I
ndia is going through a most exciting transition. A confluence of good fortune on many fronts has created a range of opportunities for Indians to benefit from. There is the large and increasing population of working age, combined with low dependency. The monsoons have not failed for many years running. An ongoing electronic communication and IT revolution is making it possible for individuals, firms and countries to respond rapidly to changing circumstances. Then there is the recognition internationally that India is an important market to invest in, export to, and import from. And since the government had started a process of openness a decade and a half back, many of the markets that were missing in the pre-1991 era are working efficiently enough.Given such conditions, how has this government been?
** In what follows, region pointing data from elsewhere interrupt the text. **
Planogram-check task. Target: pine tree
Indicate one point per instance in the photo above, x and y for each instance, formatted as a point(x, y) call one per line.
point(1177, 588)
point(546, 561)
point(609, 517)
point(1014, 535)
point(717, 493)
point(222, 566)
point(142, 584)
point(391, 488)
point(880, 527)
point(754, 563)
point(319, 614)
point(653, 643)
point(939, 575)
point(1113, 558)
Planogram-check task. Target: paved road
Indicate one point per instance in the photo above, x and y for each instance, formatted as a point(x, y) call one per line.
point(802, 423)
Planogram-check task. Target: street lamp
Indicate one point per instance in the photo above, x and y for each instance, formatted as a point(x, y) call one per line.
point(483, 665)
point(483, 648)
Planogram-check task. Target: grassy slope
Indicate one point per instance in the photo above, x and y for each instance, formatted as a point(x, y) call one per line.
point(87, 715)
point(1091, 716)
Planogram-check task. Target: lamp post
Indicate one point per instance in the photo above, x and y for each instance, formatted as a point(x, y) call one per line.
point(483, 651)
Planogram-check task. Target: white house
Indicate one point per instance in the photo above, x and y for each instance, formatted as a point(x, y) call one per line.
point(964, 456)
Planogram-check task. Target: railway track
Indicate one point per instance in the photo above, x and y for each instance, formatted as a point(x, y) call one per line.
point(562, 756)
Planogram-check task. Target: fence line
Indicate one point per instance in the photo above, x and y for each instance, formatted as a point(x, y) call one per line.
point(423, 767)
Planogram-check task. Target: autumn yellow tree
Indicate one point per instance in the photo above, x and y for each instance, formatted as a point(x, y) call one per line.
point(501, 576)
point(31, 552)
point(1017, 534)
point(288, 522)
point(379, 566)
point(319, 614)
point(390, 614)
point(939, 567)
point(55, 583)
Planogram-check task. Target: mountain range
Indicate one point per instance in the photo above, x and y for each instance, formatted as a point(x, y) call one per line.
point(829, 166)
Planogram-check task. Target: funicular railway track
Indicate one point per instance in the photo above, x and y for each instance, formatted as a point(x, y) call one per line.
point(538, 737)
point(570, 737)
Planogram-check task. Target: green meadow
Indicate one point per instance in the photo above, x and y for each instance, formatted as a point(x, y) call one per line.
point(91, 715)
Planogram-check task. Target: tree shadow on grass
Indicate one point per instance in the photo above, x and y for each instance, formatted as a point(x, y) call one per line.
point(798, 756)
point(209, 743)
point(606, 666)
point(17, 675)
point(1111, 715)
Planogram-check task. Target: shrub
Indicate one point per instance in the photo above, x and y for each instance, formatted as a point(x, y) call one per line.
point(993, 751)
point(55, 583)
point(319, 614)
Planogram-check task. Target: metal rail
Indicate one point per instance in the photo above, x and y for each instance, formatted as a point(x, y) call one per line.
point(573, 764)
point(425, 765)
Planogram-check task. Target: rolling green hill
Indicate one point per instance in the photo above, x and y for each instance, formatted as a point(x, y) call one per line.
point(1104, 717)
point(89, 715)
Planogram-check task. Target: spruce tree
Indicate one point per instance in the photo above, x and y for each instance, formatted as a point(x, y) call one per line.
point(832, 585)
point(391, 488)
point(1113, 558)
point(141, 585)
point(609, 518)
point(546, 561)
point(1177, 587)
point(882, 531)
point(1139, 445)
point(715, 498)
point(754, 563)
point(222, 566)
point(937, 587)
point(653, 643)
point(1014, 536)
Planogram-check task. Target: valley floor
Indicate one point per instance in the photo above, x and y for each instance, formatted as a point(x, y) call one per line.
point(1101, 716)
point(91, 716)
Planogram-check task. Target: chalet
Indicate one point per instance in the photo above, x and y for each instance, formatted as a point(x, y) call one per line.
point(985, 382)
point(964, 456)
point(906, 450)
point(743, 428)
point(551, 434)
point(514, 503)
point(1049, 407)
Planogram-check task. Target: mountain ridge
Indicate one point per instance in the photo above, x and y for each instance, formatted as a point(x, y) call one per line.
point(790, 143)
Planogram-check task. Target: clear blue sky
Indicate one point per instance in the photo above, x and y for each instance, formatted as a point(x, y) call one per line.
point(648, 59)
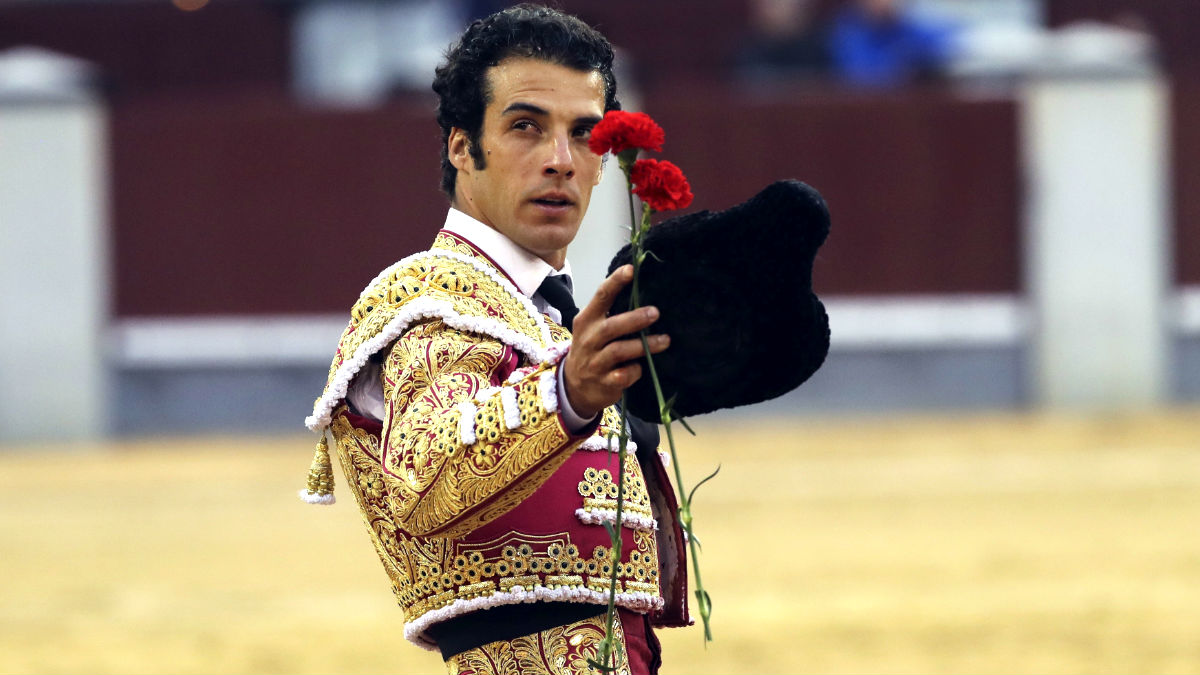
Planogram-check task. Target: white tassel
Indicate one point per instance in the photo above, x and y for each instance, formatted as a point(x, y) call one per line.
point(547, 388)
point(629, 520)
point(417, 310)
point(605, 444)
point(511, 411)
point(414, 629)
point(467, 423)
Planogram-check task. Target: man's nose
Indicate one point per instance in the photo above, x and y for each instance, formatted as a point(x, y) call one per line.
point(561, 159)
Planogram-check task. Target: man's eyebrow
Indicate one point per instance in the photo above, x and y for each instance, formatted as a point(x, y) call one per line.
point(526, 108)
point(520, 107)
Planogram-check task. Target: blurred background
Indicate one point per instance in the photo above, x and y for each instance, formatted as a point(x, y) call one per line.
point(996, 469)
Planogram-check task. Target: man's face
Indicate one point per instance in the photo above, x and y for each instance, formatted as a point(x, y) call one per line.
point(539, 172)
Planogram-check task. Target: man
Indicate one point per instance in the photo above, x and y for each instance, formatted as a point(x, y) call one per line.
point(467, 418)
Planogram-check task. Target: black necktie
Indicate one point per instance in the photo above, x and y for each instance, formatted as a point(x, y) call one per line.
point(556, 292)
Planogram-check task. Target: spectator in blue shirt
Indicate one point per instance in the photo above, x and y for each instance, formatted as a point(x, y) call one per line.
point(881, 43)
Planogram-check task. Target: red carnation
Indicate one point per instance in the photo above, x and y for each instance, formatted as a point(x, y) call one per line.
point(622, 131)
point(660, 184)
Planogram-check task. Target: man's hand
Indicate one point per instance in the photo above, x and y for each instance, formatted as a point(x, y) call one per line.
point(598, 368)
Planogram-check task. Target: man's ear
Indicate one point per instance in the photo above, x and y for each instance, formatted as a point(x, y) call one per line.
point(459, 149)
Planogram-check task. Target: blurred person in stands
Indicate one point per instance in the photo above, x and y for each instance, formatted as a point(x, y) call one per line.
point(783, 41)
point(467, 430)
point(883, 43)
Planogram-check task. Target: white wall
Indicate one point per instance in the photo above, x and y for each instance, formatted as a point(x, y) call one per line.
point(53, 257)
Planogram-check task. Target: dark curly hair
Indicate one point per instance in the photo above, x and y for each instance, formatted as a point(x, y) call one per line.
point(525, 30)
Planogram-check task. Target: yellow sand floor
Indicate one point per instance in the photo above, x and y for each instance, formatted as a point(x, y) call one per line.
point(957, 544)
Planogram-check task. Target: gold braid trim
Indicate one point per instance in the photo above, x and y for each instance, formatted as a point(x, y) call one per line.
point(321, 476)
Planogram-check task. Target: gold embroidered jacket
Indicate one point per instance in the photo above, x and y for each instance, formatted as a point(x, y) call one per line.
point(473, 490)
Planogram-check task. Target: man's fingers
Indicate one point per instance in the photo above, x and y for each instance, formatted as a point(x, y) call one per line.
point(598, 306)
point(625, 375)
point(627, 323)
point(621, 351)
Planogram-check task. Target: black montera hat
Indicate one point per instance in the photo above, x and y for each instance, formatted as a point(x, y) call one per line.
point(735, 290)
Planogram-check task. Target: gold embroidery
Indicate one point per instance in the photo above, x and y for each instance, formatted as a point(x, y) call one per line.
point(563, 650)
point(420, 489)
point(599, 490)
point(468, 292)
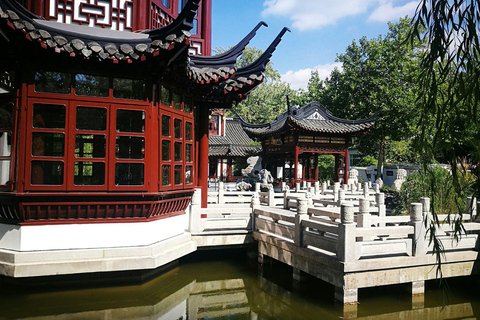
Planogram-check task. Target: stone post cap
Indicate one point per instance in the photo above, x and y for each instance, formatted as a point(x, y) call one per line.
point(255, 202)
point(364, 205)
point(196, 196)
point(426, 204)
point(302, 206)
point(416, 212)
point(346, 213)
point(380, 198)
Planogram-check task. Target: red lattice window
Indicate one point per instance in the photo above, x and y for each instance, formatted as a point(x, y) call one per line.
point(160, 17)
point(115, 15)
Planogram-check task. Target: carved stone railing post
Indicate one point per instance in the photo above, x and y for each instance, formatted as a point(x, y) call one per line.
point(416, 220)
point(471, 208)
point(366, 191)
point(302, 210)
point(286, 193)
point(341, 197)
point(364, 219)
point(221, 193)
point(271, 197)
point(346, 234)
point(382, 208)
point(297, 186)
point(426, 217)
point(195, 212)
point(324, 187)
point(304, 185)
point(336, 188)
point(254, 204)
Well, quite good on maintenance—and extremely poor on preparing, repairing, and creating. As inheritors of the 'India Shining' story, the UPA government did a great job of maintaining the sheen. The budget was (at least initially) kept somewhat in check, macro-economic management was decent and minor tinkering continued. Partly because of decent maintenance, India continued to sparkle—tax revenues were looking up like never before, investment spiralled like never before, and it seemed everyone in the world wanted to be in India. This was great fortune indeed, for it meant that the government was relatively flush with funds.
But did the government build great infrastructure beyond what was already in motion? Did it provide relief for the highly strained environment? Did it do something about meeting the educated manpower shortage—and tackling the poor quality of education in government schools and other institutions? It did none of this. Instead, it set the stage such that all governments will have to give hundreds of thousands of crores in schemes that will not build anything of lasting consequence. The UPA has been great in giving away money, and admittedly quite good at doling it out to all kinds of people—not just the rich, but the poor as well. But such lavish largesse does not make great countries.
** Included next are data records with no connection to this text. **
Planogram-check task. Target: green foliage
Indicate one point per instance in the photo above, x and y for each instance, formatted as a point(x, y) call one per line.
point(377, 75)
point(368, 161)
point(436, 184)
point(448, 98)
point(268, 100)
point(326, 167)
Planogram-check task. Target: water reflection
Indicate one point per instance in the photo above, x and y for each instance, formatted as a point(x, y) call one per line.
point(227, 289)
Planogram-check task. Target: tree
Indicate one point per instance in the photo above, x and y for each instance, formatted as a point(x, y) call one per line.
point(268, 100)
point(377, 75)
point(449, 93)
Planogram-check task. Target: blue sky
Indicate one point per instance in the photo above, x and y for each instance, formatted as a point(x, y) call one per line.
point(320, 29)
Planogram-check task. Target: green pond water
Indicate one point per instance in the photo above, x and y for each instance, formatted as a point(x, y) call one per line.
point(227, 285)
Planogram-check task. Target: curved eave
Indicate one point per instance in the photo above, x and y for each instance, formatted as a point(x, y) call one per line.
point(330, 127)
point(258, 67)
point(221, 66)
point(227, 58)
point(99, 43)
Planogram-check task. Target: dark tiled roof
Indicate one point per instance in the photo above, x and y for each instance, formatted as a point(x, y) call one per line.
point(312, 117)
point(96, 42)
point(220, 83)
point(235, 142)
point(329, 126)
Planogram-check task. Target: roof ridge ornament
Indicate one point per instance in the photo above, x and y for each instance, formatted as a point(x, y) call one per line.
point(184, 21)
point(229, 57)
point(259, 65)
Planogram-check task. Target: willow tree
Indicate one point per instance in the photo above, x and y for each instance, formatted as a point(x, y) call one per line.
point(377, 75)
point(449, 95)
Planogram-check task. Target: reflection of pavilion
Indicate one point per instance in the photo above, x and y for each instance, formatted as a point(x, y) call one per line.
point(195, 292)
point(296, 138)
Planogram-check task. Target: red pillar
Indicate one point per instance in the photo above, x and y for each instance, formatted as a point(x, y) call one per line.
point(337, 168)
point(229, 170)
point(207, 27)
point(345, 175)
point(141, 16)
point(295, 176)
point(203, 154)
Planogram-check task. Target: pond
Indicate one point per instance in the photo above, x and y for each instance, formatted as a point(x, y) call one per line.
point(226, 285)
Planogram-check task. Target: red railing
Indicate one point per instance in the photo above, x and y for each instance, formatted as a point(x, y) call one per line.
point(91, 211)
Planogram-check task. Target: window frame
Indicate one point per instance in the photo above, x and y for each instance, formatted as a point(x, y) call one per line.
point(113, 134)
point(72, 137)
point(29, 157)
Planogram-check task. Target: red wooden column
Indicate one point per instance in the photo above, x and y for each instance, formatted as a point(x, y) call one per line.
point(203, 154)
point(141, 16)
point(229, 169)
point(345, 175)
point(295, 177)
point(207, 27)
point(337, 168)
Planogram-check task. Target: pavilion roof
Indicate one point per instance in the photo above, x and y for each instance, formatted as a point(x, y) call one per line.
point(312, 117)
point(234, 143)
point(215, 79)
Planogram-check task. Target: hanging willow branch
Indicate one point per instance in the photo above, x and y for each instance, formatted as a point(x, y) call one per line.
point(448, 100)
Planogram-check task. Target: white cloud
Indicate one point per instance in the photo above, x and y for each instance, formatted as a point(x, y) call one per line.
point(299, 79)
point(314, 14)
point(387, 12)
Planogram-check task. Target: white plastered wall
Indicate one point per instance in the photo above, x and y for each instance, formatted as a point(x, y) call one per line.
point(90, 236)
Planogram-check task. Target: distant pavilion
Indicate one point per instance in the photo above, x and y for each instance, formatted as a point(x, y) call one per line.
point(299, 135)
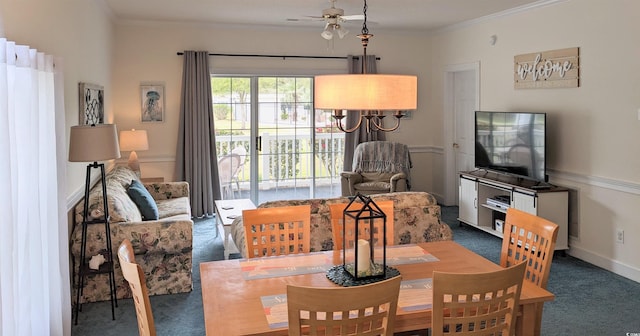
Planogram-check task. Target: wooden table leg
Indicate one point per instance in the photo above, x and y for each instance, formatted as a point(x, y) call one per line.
point(526, 321)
Preparing for the future requires building infrastructure. The rural roads scheme was started during the nda regime—an indubitable fact, for it was not named Rajiv or Indira or Jawaharlal. Bharat Nirman was a non-starter. JNURM ended up being merely a transfer of funds—strengthening the internal working of urban local bodies just did not occur on a scale required. E-governance remained paper-bound, because the co-synchronous administrative reforms required for it to work were not thought through. Indian educational institutions cannot hire international faculty—and our doctoral programmes are in a shambles. On the environment front, water levels continue to fall, we continue to discharge tonnes of sewage into our rivers and keep on building coal plants while natural gas lies unused.
This government talked a lot, high-minded commissions were set up and provided very well thought out recommendations. But in the end, the government did zilch.
Repairing will be critical for restructuring the economy. Repairing on the educational front requires ensuring that our educational institutions start to work properly. Universities continue to teach content that is many decades old. Faculty rarely publishes and do not have adequate incentives to do so. Our government schools now have large attendance, but the teachers there are just not used to, or interested in, teaching. We feed children (thankfully with low leakages) in primary schools, but most drop out soon after. Our legal structure is extremely dated, our justice mechanism is unable to handle the load, and our police are still living in the age of the lathi The government's own internal administrative mechanism has no IT backend, and it is still run in the same way as in 1950.
What has this government created, where has it innovated? Well, it has maintained and created greater incentives to consume, not to save and invest. Prices of expensive commodities such as energy were deliberately kept low. Interest rates first went up steadily and then went down dramatically. It has created conditions whereby rich and poor alike have lower incentives to save and greater to consume. Large deficits have been created and will continue for some years in the future. In the current risk-averse environment, investors will tend to prefer low return-low risk saving options. And the government will borrow large amounts from investors to give it away for its various schemes.
How is it that such a phenomenally talented group achieved so little?